If a loan fails on one of these conditions, there will be an unauthorised payment. However, the amount of the unauthorised payment is not the value of the loan.
Instead, it depends on which condition is not met, and each condition has its own calculation in terms of attributing a value to the unauthorised payment.
If two or more conditions are not met, the amount of the unauthorised payment is determined by whichever failed condition produces the highest unauthorised payment.
Let’s look at these conditions in a bit more detail.
Amount of loan
A loan must not be more than 50% of the net asset value of the scheme. This is assessed at the point immediately before the loan is made.
This is a one-off test. If the net asset value later drops such that the outstanding loan amount comes to more than 50%, it will not create an unauthorised payment.
However, if the scheme makes a further loan, there is a further test of the 50% limit. This takes into consideration outstanding loan amounts and the net asset value at that time.
If the 50% limit is breached, the unauthorised payment amount will be the difference between the total value of the loan(s) and 50% of the net asset value.
Term of the loan
The term of the loan must not be longer than five years from the date of the loan.
However, if a sponsoring employer faces financial difficulties, the legislation allows the SSAS to roll the loan over for a further five years.
Where a rollover takes place, the terms of the original loan must stay the same. The rolled over loan will not be treated as a new loan, so it will not need to be tested against the 50% limit, and any existing security can continue to be used.
If the term exceeds five years, the unauthorised payment amount is calculated by dividing the loan amount across the number of days in the term then applying that pro rata against the number of days by which the term exceeds five years.
The SSAS must charge interest on the loan of at least 1% above a specified interest rate. This is to ensure a commercial rate of interest is being applied to the loan.
The specified rate of interest is based on the lending rates of six leading high street banks rounded up to the nearest 0.25%.
Helpfully, HMRC publishes the rate on this web page under the heading ‘Other Corporation Tax Self-Assessment interest rates – Interest charged on underpaid quarterly instalment payments’.
If the interest rate is lower than the prescribed rate, the unauthorised payment is calculated by applying the shortfall on a percentage basis to the loan amount. For example, if the rate used is 10% lower than the prescribed rate, the unauthorised payment is 10% of the loan.
The loan must be repayable in at least equal instalments of capital and interest. It must also be payable at least annually. This means that one fifth of the capital and interest must be repayable as a minimum by the end of year one, two fifths by the end of year two and so on.
Here, it’s important to point out that this requirement is about how the loan repayment terms are documented at the outset. It’s not about how the repayments are actually made. When it comes to the payments, employers can frontload them or even repay loans early.
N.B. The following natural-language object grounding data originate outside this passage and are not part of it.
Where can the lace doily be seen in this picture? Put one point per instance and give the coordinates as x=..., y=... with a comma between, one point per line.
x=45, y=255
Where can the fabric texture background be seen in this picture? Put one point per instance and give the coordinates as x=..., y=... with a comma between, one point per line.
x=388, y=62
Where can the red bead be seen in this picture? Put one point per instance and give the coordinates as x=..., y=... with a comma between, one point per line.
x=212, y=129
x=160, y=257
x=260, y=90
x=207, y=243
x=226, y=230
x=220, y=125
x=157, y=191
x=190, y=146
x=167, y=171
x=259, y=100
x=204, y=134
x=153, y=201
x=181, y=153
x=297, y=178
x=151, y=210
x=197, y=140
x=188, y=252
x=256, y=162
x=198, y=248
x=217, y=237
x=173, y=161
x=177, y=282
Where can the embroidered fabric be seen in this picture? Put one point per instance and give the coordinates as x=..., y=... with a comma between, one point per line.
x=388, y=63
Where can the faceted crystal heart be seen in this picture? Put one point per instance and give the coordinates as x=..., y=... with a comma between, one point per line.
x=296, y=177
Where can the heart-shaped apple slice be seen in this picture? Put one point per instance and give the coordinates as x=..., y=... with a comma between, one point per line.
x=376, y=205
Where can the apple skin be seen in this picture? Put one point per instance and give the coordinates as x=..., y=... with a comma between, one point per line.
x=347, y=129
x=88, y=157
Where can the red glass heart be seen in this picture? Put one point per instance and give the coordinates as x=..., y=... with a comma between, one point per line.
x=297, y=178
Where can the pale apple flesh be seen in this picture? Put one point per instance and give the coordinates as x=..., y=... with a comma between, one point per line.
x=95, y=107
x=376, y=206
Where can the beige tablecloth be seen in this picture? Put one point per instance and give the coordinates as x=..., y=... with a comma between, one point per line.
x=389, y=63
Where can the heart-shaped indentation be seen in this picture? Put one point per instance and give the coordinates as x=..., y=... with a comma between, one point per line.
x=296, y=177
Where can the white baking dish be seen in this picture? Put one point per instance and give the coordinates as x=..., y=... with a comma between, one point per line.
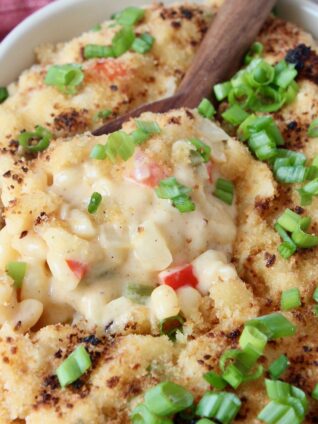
x=64, y=19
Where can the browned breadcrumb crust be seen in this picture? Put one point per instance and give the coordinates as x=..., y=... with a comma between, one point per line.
x=125, y=366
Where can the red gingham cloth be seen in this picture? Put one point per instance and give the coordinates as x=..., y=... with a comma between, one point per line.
x=14, y=11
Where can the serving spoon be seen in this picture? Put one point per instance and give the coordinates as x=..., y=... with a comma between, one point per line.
x=220, y=54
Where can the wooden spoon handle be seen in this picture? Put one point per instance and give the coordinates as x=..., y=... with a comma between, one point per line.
x=231, y=34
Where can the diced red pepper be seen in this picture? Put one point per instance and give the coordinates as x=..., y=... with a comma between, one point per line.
x=179, y=277
x=107, y=68
x=79, y=269
x=146, y=172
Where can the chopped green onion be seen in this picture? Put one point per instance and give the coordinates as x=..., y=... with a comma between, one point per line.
x=76, y=364
x=98, y=152
x=130, y=16
x=267, y=99
x=315, y=295
x=252, y=336
x=278, y=367
x=214, y=380
x=170, y=188
x=92, y=51
x=235, y=115
x=274, y=325
x=122, y=41
x=242, y=95
x=313, y=128
x=4, y=94
x=206, y=109
x=255, y=51
x=222, y=90
x=291, y=174
x=167, y=398
x=290, y=220
x=203, y=149
x=103, y=114
x=170, y=326
x=290, y=299
x=119, y=144
x=143, y=43
x=40, y=134
x=16, y=270
x=314, y=393
x=142, y=415
x=220, y=406
x=233, y=376
x=94, y=202
x=261, y=74
x=273, y=412
x=149, y=127
x=138, y=293
x=224, y=190
x=65, y=77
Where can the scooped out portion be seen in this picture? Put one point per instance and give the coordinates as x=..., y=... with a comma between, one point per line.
x=124, y=231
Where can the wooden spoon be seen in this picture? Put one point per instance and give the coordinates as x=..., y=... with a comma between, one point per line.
x=220, y=54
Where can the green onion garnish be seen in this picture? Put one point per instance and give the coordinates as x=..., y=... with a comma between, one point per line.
x=74, y=366
x=94, y=202
x=142, y=415
x=314, y=393
x=304, y=240
x=278, y=367
x=92, y=51
x=221, y=91
x=138, y=293
x=255, y=51
x=224, y=190
x=274, y=325
x=261, y=74
x=235, y=115
x=290, y=220
x=315, y=295
x=16, y=270
x=98, y=152
x=170, y=188
x=290, y=299
x=220, y=406
x=206, y=109
x=253, y=337
x=65, y=77
x=215, y=380
x=312, y=130
x=130, y=16
x=143, y=43
x=41, y=135
x=149, y=127
x=4, y=94
x=203, y=149
x=167, y=398
x=170, y=326
x=122, y=41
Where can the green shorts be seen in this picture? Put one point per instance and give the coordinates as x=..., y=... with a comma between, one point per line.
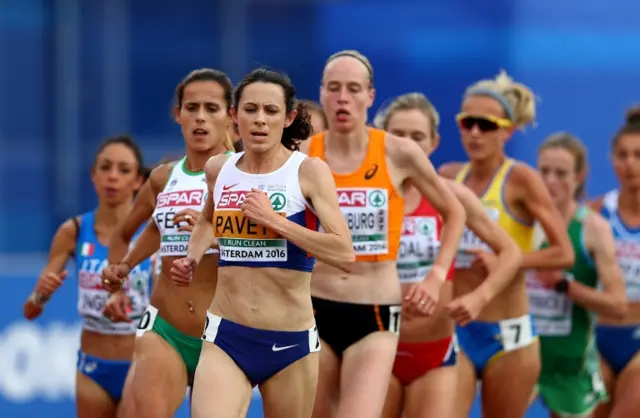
x=572, y=396
x=186, y=346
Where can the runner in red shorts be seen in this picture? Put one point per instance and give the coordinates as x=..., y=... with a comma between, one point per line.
x=424, y=378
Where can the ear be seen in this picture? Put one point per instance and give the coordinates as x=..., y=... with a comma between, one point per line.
x=290, y=118
x=234, y=114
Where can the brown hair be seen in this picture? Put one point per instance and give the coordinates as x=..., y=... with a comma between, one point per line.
x=575, y=147
x=631, y=125
x=409, y=101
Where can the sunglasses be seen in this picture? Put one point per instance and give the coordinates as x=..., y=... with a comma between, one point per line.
x=484, y=123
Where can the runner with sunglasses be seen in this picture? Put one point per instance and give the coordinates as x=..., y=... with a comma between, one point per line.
x=619, y=339
x=424, y=373
x=502, y=342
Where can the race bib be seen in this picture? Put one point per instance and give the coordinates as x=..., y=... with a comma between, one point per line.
x=551, y=310
x=470, y=241
x=366, y=212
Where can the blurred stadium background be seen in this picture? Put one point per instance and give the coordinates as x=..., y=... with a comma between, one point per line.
x=75, y=71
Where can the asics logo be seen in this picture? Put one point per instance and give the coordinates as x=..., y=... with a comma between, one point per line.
x=285, y=347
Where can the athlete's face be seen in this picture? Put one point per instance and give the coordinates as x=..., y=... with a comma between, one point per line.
x=413, y=124
x=262, y=116
x=317, y=122
x=115, y=174
x=626, y=160
x=558, y=170
x=203, y=115
x=481, y=144
x=346, y=93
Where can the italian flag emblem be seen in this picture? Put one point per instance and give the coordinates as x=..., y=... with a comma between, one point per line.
x=86, y=250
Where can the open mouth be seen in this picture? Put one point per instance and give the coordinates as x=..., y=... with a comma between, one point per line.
x=342, y=115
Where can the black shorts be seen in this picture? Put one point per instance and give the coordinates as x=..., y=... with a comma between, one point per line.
x=342, y=324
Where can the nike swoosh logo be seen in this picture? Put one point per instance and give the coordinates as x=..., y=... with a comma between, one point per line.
x=371, y=172
x=227, y=187
x=286, y=347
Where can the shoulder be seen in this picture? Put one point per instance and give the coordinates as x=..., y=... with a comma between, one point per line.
x=450, y=170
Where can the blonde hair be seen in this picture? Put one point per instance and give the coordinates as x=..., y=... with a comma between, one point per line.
x=518, y=100
x=409, y=101
x=570, y=143
x=353, y=54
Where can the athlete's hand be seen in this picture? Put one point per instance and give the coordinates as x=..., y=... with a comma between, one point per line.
x=48, y=283
x=466, y=308
x=186, y=217
x=182, y=271
x=114, y=275
x=257, y=207
x=117, y=307
x=485, y=261
x=549, y=278
x=423, y=297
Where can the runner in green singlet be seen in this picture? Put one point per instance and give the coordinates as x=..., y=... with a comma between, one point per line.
x=564, y=304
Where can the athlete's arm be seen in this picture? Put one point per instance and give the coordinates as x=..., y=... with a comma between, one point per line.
x=612, y=300
x=202, y=237
x=506, y=250
x=332, y=246
x=411, y=160
x=52, y=275
x=535, y=198
x=143, y=207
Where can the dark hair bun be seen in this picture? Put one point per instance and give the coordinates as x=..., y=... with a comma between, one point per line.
x=633, y=115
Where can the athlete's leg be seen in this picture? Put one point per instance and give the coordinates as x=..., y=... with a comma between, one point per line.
x=328, y=388
x=393, y=403
x=466, y=386
x=515, y=373
x=627, y=391
x=92, y=401
x=160, y=377
x=432, y=395
x=220, y=388
x=127, y=405
x=292, y=391
x=364, y=376
x=609, y=378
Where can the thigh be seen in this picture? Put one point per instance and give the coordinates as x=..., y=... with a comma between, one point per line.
x=127, y=405
x=220, y=388
x=292, y=391
x=432, y=395
x=466, y=386
x=394, y=400
x=609, y=378
x=627, y=391
x=515, y=373
x=328, y=388
x=364, y=376
x=92, y=401
x=160, y=377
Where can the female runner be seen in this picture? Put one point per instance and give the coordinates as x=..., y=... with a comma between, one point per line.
x=169, y=344
x=423, y=373
x=564, y=304
x=106, y=347
x=619, y=339
x=264, y=206
x=501, y=344
x=358, y=314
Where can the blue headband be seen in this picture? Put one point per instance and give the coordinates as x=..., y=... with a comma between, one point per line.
x=486, y=92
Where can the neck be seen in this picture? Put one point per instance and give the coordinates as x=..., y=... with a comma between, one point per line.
x=568, y=209
x=345, y=143
x=196, y=160
x=629, y=200
x=265, y=162
x=484, y=169
x=110, y=216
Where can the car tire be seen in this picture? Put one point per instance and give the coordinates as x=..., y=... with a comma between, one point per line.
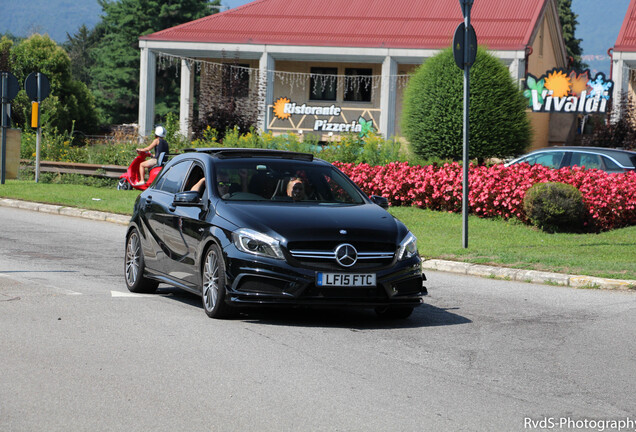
x=123, y=184
x=394, y=312
x=134, y=266
x=213, y=285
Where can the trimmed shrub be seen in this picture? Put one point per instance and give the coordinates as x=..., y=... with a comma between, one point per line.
x=432, y=118
x=554, y=207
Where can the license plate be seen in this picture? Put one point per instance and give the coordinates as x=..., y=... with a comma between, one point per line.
x=345, y=279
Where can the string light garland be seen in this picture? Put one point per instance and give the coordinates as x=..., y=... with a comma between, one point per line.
x=292, y=80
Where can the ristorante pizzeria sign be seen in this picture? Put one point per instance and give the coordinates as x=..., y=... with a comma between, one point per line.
x=284, y=108
x=564, y=91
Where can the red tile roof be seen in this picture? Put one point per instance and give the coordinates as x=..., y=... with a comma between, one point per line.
x=626, y=40
x=499, y=24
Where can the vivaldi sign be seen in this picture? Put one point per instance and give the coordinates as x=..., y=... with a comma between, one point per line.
x=284, y=108
x=564, y=91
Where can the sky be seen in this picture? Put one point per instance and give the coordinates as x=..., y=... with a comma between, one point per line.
x=599, y=22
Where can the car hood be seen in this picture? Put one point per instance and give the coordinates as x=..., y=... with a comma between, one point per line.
x=292, y=222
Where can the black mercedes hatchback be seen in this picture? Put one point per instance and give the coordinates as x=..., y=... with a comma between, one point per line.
x=248, y=227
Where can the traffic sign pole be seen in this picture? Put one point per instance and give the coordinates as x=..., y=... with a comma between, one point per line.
x=465, y=208
x=37, y=87
x=5, y=92
x=38, y=135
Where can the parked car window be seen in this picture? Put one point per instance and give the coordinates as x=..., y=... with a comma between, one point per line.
x=249, y=180
x=610, y=165
x=549, y=159
x=172, y=179
x=195, y=175
x=589, y=161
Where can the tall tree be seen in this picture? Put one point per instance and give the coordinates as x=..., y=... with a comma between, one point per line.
x=69, y=104
x=79, y=47
x=115, y=80
x=568, y=28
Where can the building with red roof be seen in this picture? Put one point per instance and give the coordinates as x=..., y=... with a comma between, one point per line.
x=332, y=62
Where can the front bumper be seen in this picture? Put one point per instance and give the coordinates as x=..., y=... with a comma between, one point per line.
x=276, y=282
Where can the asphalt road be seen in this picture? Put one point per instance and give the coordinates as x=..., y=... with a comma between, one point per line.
x=78, y=352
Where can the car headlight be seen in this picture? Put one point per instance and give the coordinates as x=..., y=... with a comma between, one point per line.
x=408, y=247
x=256, y=243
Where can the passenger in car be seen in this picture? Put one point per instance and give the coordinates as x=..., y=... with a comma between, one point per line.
x=296, y=189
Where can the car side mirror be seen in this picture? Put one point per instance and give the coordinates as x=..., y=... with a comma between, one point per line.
x=381, y=201
x=187, y=199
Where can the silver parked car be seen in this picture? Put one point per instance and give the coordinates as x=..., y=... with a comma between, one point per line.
x=606, y=159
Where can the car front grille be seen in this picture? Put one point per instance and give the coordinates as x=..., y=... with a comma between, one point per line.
x=369, y=255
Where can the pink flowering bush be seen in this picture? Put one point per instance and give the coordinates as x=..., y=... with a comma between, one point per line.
x=498, y=191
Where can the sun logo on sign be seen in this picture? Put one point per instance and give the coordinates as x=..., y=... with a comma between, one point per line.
x=559, y=83
x=279, y=108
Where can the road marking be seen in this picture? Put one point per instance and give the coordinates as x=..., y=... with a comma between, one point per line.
x=125, y=294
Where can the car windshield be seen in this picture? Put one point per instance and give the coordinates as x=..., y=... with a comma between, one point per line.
x=289, y=181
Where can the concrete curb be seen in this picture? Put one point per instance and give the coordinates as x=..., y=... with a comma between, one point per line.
x=532, y=276
x=66, y=211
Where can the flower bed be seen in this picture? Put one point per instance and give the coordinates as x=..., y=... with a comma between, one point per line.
x=498, y=191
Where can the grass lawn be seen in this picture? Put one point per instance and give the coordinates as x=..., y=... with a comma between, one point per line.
x=510, y=244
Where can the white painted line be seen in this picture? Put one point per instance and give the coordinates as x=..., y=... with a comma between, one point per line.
x=125, y=294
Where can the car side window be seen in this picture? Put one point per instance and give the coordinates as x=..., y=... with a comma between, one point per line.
x=172, y=180
x=194, y=178
x=586, y=160
x=550, y=159
x=610, y=165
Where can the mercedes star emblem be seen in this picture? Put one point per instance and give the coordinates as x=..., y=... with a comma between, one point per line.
x=346, y=255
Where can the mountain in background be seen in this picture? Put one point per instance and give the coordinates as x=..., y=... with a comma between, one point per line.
x=599, y=25
x=599, y=22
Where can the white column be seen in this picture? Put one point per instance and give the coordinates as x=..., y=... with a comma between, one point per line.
x=388, y=93
x=186, y=98
x=147, y=79
x=266, y=88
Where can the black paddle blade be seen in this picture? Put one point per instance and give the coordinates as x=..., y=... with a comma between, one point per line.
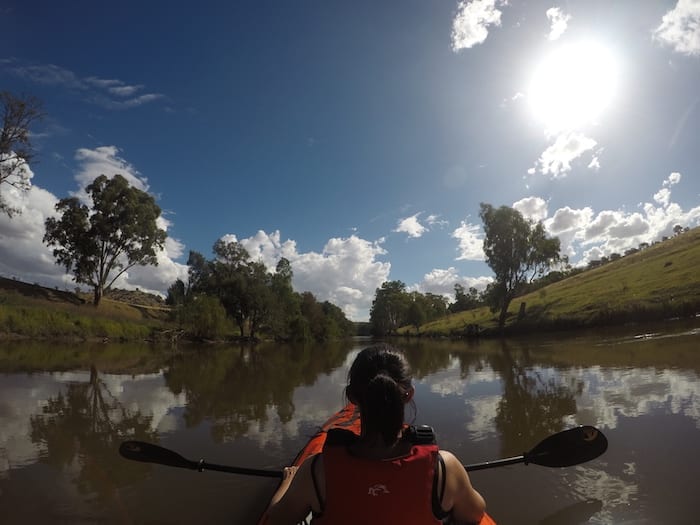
x=570, y=447
x=149, y=453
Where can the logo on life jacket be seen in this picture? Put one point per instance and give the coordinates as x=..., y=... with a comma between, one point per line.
x=376, y=490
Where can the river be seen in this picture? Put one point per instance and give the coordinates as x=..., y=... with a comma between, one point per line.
x=65, y=409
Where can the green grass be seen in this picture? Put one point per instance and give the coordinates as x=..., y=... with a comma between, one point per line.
x=660, y=282
x=31, y=311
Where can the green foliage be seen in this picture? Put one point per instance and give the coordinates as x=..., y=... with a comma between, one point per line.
x=204, y=317
x=18, y=114
x=394, y=307
x=258, y=301
x=100, y=243
x=464, y=300
x=41, y=322
x=657, y=282
x=517, y=252
x=389, y=307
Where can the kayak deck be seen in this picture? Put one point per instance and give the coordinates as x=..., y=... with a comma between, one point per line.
x=347, y=418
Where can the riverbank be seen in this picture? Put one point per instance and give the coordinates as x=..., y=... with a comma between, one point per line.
x=657, y=283
x=30, y=311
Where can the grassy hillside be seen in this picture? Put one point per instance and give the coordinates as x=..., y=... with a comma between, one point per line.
x=33, y=311
x=659, y=282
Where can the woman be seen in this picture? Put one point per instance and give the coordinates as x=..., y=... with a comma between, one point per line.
x=387, y=474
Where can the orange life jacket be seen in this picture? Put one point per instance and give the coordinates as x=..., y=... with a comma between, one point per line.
x=359, y=490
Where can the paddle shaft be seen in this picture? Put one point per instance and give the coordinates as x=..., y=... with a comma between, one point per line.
x=566, y=448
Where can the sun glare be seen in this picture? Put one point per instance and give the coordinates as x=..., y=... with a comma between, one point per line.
x=573, y=85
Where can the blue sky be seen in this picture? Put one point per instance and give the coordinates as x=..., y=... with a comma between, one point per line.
x=357, y=139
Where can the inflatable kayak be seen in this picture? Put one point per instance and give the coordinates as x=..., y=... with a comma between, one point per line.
x=349, y=419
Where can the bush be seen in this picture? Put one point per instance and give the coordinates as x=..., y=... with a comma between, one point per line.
x=204, y=317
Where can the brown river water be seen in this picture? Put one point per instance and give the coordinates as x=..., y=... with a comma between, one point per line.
x=64, y=410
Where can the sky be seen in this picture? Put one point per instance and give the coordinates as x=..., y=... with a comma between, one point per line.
x=358, y=139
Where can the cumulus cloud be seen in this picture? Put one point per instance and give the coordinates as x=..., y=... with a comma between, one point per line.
x=558, y=21
x=435, y=220
x=566, y=219
x=471, y=24
x=471, y=244
x=614, y=231
x=534, y=208
x=108, y=93
x=25, y=256
x=411, y=226
x=673, y=178
x=104, y=160
x=442, y=281
x=556, y=159
x=346, y=272
x=680, y=28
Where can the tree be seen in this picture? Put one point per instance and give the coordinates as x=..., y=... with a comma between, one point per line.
x=388, y=311
x=18, y=115
x=517, y=251
x=464, y=301
x=100, y=243
x=416, y=315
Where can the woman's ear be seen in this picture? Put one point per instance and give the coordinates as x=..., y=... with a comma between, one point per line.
x=350, y=394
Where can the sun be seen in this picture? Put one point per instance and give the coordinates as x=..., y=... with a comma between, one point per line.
x=573, y=86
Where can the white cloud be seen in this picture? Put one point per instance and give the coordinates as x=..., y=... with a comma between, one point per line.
x=108, y=93
x=346, y=272
x=104, y=160
x=534, y=208
x=442, y=282
x=614, y=231
x=124, y=91
x=434, y=220
x=24, y=255
x=680, y=28
x=556, y=159
x=663, y=196
x=566, y=219
x=558, y=21
x=471, y=24
x=673, y=178
x=411, y=226
x=471, y=244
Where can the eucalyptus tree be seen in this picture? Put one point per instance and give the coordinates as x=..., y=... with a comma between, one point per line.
x=389, y=307
x=517, y=251
x=98, y=243
x=17, y=115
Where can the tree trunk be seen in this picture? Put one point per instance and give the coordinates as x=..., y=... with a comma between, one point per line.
x=98, y=295
x=502, y=315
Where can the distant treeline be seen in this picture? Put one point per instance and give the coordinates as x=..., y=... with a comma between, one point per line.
x=231, y=288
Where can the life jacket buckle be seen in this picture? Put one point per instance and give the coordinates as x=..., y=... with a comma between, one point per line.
x=423, y=435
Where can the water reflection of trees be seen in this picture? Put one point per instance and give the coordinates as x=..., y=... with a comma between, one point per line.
x=236, y=386
x=80, y=430
x=532, y=406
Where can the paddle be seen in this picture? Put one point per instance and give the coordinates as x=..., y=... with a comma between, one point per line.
x=563, y=449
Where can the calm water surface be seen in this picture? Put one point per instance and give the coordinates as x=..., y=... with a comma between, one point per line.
x=64, y=411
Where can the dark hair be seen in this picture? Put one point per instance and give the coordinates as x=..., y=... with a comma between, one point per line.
x=379, y=381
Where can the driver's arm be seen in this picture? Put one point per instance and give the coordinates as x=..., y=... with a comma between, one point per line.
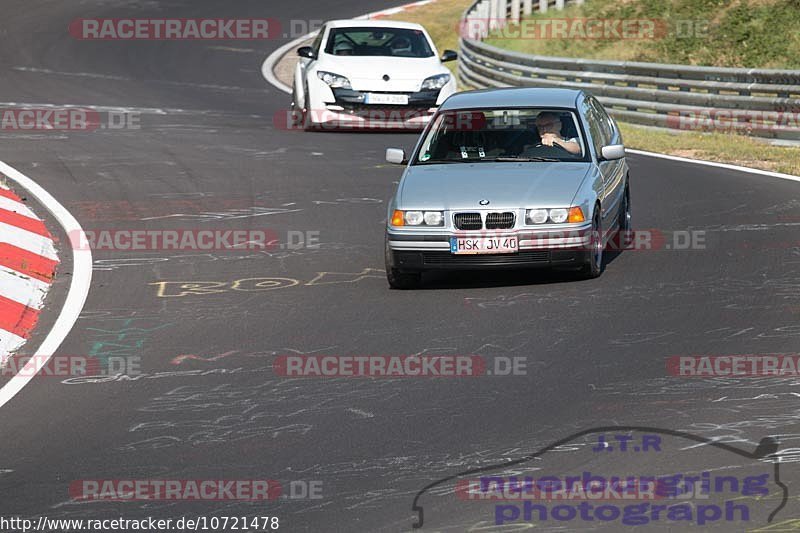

If a sponsoring employer is unable to keep up with the repayment terms, it’s important that the repayments are pursued by the SSAS on a commercial arm’s-length basis to reduce the chances that HMRC decides an unauthorised payment has occurred.
If the repayment terms do not meet the minimum required amount, the unauthorised payment amount is calculated as the difference between these two figures in whichever loan year provides the biggest difference.
The value of the loan must be secured over the full term of the loan on a first-charge basis on any asset owned by either the sponsoring employer or another party.
The security must be valued at least equal to the face value of the loan (including interest) and there can be no other charge on the asset that takes priority over the charge made by the SSAS.
If the asset used as security is ‘taxable property’, such as moveable machinery, there may be additional tax charges, meaning most scheme administrators will not permit taxable property to be used as security against the loan.
If this condition is not met, the unauthorised payment is the difference between the value of the security and the amount of outstanding loan.